Earliest vertebrate embryos

- Who
- Watsonosteus fletti
- Where
- United Kingdom
- When
- 16 October 2020
The earliest vertebrate embryos currently known to science are a series of tiny unborn embryos discovered inside the 385-million-year-old fossil of an adult female specimen of Watsonosteus fletti. This was a live-bearing species of prehistoric armoured fish or placoderm, and could measure up to 1 m (3 ft 3 in) long. The specimen, dating from the mid-Devonian Period, was discovered in a loch on the island of South Ronaldsay in Orkney, a collection of islands off the northern Scottish mainland, UK. This very significant fossil is now housed within the collections of the National Museums of Scotland, and is approximately 3 million years older than the previous earliest-known fossilized vertebrate embryos, found in Australia. The discovery was first described in a paper published in the journal Palaeontology on 24 September 2020.

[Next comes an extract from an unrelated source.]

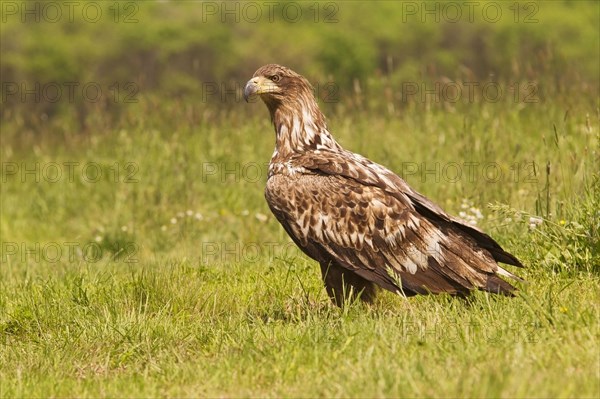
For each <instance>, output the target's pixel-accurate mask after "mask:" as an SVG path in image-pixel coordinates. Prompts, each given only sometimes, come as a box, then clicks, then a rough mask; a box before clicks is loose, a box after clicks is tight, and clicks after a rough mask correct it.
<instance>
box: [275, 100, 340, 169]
mask: <svg viewBox="0 0 600 399" xmlns="http://www.w3.org/2000/svg"><path fill="white" fill-rule="evenodd" d="M311 105H312V106H310V105H307V104H303V103H302V104H301V106H300V107H298V106H295V107H292V106H289V105H284V104H279V106H278V107H277V108H275V109H273V110H272V113H271V116H272V119H273V125H274V127H275V152H276V154H277V155H278V156H279V157H281V158H284V159H285V158H288V157H290V156H292V155H294V154H302V153H305V152H309V151H314V150H319V149H330V150H336V149H341V147H340V145H339V144H338V143H337V142H336V141H335V139H334V138H333V136H331V134H330V133H329V131H328V130H327V124H326V123H325V117H324V116H323V114H322V113H321V111H320V110H319V108H318V106H317V104H316V103H314V104H311Z"/></svg>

Placoderms or armoured fishes constitute a very distinctive taxonomic class of fishes that are now entirely extinct, the youngest species currently known from the fossil record having died out around 358 million years ago during the Late Devonian. As their common name suggests, they were characterized by the articulated armoured plates that covered their head and thorax, and were among the first jawed fishes to have evolved. During their existence, the placoderms were very successful, diverse, mostly predatory and inhabited both freshwater and marine waters.
The oldest fossilized animal embryos overall are even older, dating back around 500 million years. Around 100 embryos of Markuelia hunanensis - an extinct species of worm, and so an invertebrate species - were discovered in Hunan, China, by a team from Bristol University, UK, and Beijing University, China. Their results were announced in the journal Nature in January 2004.